売上高は24億42百万円で前年同期比2.1%増となったが、増収は不動産事業の販売用不動産の引渡し(売上高2億70百万円、同531.3%増)による一過性色の濃い要因が中心である。主力シューズ事業は21億71百万円と同7.6%減で、想定以上の円安進行による売上原価増から売上総利益は6億63百万円と同6.3%減。販管費削減で営業損失は11百万円へ縮小したものの、経常損失は53百万円へ拡大した。

株主還元・ガバナンススコア +1

2026年7月24日の取締役会で中間配当1株5円70銭(総額29百万円、支払開始日2026年9月1日)を決議し、前年同期の中間配当と同額を維持した。中間純損失7百万円と赤字が続くなかでの還元継続であり、原資は利益剰余金。その利益剰余金は前事業年度末比36百万円減の25億87百万円となった。自己株式は32,500株、発行済株式総数の0.63%を保有している。

戦略的価値スコア 0

不動産事業の売上高が2億70百万円(前年同期比531.3%増)、営業利益18百万円(同43.9%増)へ伸び、シューズ事業の営業損失30百万円を一部補う収益源となった。
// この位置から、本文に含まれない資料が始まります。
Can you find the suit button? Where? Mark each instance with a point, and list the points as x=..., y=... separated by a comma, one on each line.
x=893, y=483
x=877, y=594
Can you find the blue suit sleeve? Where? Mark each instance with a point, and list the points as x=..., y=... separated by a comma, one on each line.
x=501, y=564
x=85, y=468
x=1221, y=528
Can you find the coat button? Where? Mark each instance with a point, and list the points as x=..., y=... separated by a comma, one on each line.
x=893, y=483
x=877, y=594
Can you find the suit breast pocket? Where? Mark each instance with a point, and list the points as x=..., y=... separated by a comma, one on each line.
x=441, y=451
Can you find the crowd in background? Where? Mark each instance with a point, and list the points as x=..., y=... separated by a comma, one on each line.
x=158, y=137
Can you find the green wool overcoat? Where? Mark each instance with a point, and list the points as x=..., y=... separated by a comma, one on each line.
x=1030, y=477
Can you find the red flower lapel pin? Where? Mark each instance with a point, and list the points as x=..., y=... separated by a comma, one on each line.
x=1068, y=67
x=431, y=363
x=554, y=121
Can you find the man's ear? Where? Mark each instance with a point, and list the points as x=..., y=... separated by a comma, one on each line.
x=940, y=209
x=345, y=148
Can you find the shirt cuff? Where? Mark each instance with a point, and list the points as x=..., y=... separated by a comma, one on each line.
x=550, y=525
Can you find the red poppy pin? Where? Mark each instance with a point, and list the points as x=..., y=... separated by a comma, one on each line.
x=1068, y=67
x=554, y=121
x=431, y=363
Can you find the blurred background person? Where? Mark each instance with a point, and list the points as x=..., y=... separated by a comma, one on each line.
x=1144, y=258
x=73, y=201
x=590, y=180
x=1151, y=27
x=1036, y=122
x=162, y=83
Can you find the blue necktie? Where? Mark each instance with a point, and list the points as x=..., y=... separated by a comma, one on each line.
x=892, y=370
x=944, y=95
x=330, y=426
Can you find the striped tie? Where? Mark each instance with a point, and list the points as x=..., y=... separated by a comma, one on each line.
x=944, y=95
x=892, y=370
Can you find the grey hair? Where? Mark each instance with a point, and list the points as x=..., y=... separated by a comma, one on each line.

販売用不動産は前事業年度末比4億13百万円増の9億32百万円、土地は1億47百万円増の14億49百万円と仕入も拡大している。一方でシューズ事業は紳士靴の販売足数が26.3%減と縮小が続いており、事業構成の変化が進む。

市場反応スコア -1

半期報告書は既に公表済みの中間決算を追認する性格が強いが、営業外費用の暗号資産評価損27百万円と特別調査費用14百万円はシューズ事業・不動産事業という事業内容から想起しにくい項目であり、内訳への関心を集めやすい。経常損失53百万円は前年同期の11百万円から拡大した一方、中間純損失は13百万円から7百万円へ縮小しており、損益段階ごとに方向が分かれる点も受け止めを難しくする。

ガバナンス・リスクスコア -2

営業外費用に特別調査費用14百万円を計上しているが、調査の対象や結論は本開示からは不明である。暗号資産評価損27百万円の計上は本業と関連の薄い資産保有を示す。役員退職慰労引当金は前事業年度末の76百万円から11百万円へ減り、46百万円を特別利益に戻し入れた。短期借入金10億20百万円、1年内返済予定の長期借入金2億56百万円と有利子負債が増え、自己資本比率は66.6%へ低下している。

総合考察

総合スコアを最も押し下げたのはガバナンス・リスクである。営業外費用の特別調査費用14百万円と暗号資産評価損27百万円は、シューズ事業と不動産事業という事業内容から説明がつきにくく、調査の対象も暗号資産の保有目的も本開示では触れられていない。この2項目だけで経常損失53百万円の大半を占め、営業損失が29百万円から11百万円へ縮小した本業の改善を打ち消した形になっている。 5視点の方向は分かれる。中間配当5円70銭を前年同期と同額で据え置いた株主還元はプラスに振れる一方、収益性とガバナンスはマイナスに傾いた。増収も不動産の引渡しという一過性色の濃い要因によるもので、シューズ事業は7.6%減と縮小が続いている。 資金面では販売用不動産の積み増し4億13百万円が営業キャッシュ・フローを2億73百万円のマイナスへ押し下げ、長期借入1億50百万円で手当てした。EDINET DBの通期データでも第68期は売上45億47百万円・営業損失1億20百万円と本業の採算悪化が続いている。 注視点は、2026年12月20日に終わる第69期通期での特別調査費用の追加計上の有無、下期の販売用不動産の売却進捗、円安下でのシューズ事業の原価率の3点である。